App analytics firm Flurry said recent research suggests US brands are “not doing enough to create positive app experiences for Spanish speaking consumers in spite of the fact that the Hispanics in general are enthusiastic users of smartphones”.
According to the company, 15 per cent of apps used in the US attract a large group of Spanish users, which it said is “in line with what you might expect given the prevalence of Spanish speakers in the US”.
But there is a pronounced difference in terms of operating system preferences. While only 4 per cent of iOS apps were deemed as “Spanish Interest”, for Android this increased to 47 per cent – almost half of the total.
This, Flurry noted, “may not be so much a reflection of app availability as it is a reflection of device ownership patterns”.
For brands, Flurry said that many have taken their time to embrace mobile, “and to the extent that they have tended to start with iOS. Some haven’t ventured any further”.
This may also be likened to “a considerable body of evidence” which suggests that, on average, “iOS users are more affluent than their Android counterparts”.
But for marketers wanting to reach Spanish speakers on mobile, Android is the key target platform. “That creates an opportunity – or really a necessity – for Hispanic-focused advertising agencies to lead in creating high-quality brand promotion on Android”.
And while Android users in the US may be more affluent than their iOS counterparts, “collectively they still have massive purchasing power”, it said.
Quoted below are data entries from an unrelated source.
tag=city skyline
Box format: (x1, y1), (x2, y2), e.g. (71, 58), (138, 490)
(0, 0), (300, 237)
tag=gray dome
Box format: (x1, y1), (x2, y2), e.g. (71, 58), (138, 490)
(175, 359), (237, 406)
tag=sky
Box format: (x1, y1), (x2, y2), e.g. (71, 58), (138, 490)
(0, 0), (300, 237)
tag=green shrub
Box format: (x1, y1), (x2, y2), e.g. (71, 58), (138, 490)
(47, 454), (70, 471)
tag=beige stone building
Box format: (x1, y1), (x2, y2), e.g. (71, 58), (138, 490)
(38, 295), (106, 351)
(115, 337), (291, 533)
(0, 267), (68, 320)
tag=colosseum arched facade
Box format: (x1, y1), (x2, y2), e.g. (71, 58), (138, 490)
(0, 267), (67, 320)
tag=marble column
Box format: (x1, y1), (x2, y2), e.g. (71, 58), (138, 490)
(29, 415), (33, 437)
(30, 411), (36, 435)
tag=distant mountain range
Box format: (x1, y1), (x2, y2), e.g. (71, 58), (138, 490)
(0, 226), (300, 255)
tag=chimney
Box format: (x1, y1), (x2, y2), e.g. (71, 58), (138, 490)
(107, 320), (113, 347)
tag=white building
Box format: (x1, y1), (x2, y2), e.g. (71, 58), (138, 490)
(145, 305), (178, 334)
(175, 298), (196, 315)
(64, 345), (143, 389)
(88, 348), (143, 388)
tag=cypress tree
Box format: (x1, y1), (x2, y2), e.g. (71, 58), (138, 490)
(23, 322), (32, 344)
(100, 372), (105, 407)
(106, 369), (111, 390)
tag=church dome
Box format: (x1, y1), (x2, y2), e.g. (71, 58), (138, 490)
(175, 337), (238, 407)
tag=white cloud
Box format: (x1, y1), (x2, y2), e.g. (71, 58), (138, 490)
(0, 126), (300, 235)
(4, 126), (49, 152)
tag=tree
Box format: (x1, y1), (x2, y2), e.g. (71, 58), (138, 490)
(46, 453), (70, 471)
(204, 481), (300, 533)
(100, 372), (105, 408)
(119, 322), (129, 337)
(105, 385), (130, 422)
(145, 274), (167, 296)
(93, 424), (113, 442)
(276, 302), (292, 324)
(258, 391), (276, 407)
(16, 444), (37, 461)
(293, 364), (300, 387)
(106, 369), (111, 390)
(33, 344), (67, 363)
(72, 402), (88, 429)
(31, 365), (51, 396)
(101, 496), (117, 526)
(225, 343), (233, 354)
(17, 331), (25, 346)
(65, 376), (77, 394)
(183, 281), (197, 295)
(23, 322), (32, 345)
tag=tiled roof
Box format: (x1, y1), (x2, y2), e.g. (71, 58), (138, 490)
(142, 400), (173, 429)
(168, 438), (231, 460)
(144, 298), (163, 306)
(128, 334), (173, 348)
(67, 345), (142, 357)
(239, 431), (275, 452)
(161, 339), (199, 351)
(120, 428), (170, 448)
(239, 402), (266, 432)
The apps that have the greatest number of Spanish speaking users in the US are – unsurprisingly – primarily Spanish titles rather than English ones, with some originating from the US and some from countries where it is the dominant language.
Other than that, titles come from the full range of app categories, “but are disproportionately likely to be in the game, live wallpaper, personalisation and photography categories in Google Play”.
While Spanish users are also over-represented in some iOS categories, the analytics firms said that because the base rate is so low the absolute percentage remains low in overall terms.
The company defined Spanish interest apps as ones where there is at least one US user with their device language set to Spanish for every 20 set to English, as an indication that a “non-trivial proportion of the app’s users speak Spanish”.